I have been asking online learners to record and share their Lest We Forget presentations for twelve years. It has always felt risky to do this. When 4G cellular networks were still in their infancy, my rural high school students and their families sometimes struggled with bandwidth challenges and on-device storage limits. Student recordings were submitted under various family members’ YouTube accounts, and I inevitably served as impromptu finals week technical support.

I persisted, despite the inconvenience, because I needed to see and hear them knowledgeably and responsibly discuss the American past as a capstone of their learning. I also wanted to empower them to share that new knowledge about their selected American historical figure with the rest of the world. (The project took on new significance beginning in the summer of 2020, when statues of various historical figures were defaced and pulled down across the country.) I always shared the strongest and most creative student recordings with my colleagues and friends at the end of each semester, hoping to pass along some of my optimism about the next generation of learners.

I had entered Stephen’s final grade last May, and yet, here he was, emailing me another link to a 15-minute YouTube video. Three former students had partnered for this new recording, and true to Stephen’s word, the bulk of the video is a tightly edited walkthrough of how their group had planned, filmed, edited, and uploaded all those videos to our learning management system last spring (something I am incredibly excited to share with my new batch of dual credit learners). The new video featured comedic call-backs to some of their previous discussion board submissions, but it also reflected on the real-life departure of one of their classmates (John), whose family had moved out of the school district over summer.

At another community college I teach for, the learning management system’s suite of recording options has enabled me to make student video recording a central method of evaluating student learning. It would be natural to compare these student recordings to oral examinations, which were more commonly used in higher education decades ago; “oral assessment” is how academic scholarship tended to describe discussion-based evaluations of student learning delivered virtually during the COVID-19 pandemic.

Asynchronous and untethered student recording, however, seems to introduce a new element into the online classroom. In the hands of anyone eager to learn, a camera and a microphone can become an inherently flexible and creative means by which understanding can be demonstrated.
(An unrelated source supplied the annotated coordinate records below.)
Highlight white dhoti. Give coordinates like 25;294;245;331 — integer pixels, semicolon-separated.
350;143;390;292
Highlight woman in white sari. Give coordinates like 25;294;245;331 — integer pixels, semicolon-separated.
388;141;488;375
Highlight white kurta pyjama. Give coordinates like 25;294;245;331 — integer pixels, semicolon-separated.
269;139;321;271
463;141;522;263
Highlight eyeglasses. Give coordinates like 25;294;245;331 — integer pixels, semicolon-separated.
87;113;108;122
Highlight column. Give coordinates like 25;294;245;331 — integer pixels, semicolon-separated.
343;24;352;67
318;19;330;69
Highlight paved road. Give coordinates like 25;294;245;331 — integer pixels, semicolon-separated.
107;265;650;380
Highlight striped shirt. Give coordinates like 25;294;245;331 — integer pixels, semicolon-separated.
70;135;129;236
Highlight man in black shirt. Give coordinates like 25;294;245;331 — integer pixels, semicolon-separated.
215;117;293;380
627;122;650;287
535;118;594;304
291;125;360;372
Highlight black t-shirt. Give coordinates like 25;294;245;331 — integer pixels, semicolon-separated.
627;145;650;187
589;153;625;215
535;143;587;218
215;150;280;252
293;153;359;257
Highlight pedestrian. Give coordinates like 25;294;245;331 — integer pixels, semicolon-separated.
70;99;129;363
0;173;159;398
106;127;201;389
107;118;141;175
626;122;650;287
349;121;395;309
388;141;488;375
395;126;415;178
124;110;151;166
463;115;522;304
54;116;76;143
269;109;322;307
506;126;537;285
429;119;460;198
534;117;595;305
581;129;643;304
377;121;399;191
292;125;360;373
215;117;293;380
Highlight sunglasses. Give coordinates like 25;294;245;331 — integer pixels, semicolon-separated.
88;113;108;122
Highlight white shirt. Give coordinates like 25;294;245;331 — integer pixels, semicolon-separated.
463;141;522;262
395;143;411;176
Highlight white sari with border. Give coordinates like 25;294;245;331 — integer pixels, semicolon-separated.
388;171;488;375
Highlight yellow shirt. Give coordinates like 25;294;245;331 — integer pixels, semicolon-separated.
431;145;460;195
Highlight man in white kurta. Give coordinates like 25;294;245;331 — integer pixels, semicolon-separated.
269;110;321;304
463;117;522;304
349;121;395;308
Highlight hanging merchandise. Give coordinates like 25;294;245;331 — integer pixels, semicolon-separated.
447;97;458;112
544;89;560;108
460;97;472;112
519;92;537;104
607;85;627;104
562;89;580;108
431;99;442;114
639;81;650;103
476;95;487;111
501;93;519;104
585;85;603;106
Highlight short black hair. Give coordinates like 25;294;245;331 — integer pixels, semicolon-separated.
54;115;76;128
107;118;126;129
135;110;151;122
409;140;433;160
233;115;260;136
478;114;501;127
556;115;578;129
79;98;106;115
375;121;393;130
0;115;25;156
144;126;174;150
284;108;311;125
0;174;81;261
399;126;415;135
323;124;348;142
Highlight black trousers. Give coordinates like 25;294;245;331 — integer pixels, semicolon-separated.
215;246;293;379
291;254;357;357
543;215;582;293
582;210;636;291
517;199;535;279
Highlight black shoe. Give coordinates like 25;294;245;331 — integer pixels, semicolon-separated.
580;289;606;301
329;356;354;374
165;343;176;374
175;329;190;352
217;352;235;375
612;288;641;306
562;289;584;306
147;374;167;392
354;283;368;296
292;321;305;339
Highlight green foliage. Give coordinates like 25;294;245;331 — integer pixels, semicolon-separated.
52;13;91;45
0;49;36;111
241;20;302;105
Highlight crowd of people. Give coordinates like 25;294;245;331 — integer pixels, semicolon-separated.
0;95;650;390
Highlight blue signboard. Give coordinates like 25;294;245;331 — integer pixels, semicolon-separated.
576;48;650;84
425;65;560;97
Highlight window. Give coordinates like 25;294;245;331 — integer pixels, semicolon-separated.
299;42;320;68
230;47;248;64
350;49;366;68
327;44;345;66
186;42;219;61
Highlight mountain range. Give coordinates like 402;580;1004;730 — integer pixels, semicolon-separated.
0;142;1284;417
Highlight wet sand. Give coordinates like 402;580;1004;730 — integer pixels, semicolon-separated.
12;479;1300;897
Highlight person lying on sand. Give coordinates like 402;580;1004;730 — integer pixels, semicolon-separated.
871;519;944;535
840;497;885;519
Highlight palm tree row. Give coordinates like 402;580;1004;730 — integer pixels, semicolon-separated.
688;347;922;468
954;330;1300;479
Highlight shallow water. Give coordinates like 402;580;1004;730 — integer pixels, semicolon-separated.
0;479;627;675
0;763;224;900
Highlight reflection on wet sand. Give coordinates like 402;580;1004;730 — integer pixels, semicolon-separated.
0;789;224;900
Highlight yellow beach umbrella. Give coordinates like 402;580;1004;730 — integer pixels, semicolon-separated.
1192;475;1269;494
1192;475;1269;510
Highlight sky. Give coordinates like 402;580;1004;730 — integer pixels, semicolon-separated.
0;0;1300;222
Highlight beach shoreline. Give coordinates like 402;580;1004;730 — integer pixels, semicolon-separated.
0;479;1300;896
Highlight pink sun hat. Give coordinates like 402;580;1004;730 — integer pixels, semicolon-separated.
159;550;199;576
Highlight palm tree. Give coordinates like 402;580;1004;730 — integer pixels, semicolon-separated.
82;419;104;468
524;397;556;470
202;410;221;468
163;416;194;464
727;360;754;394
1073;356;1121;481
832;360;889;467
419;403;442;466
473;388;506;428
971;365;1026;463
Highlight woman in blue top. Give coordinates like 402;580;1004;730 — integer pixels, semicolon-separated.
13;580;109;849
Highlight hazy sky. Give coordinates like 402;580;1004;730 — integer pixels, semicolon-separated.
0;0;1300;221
It has, surprisingly, also become a conduit through which many online students openly share their genuine hopes, fears, frustrations, and successes with me throughout the semester.

Despite the challenges presented by artificial intelligence chatbots, writing remains a critically important method for demonstrating learning in higher education. But it is only one method. The videos my students have been submitting since 2011–thousands of skits, cartoons, documentaries, military reenactments, original music videos, etc.–reveal that a brighter future lies ahead for online education when we are ready for it.  I suspect that future will concern itself much more with students’ expressions of genuine intelligence than it does with students’ use of artificial intelligence.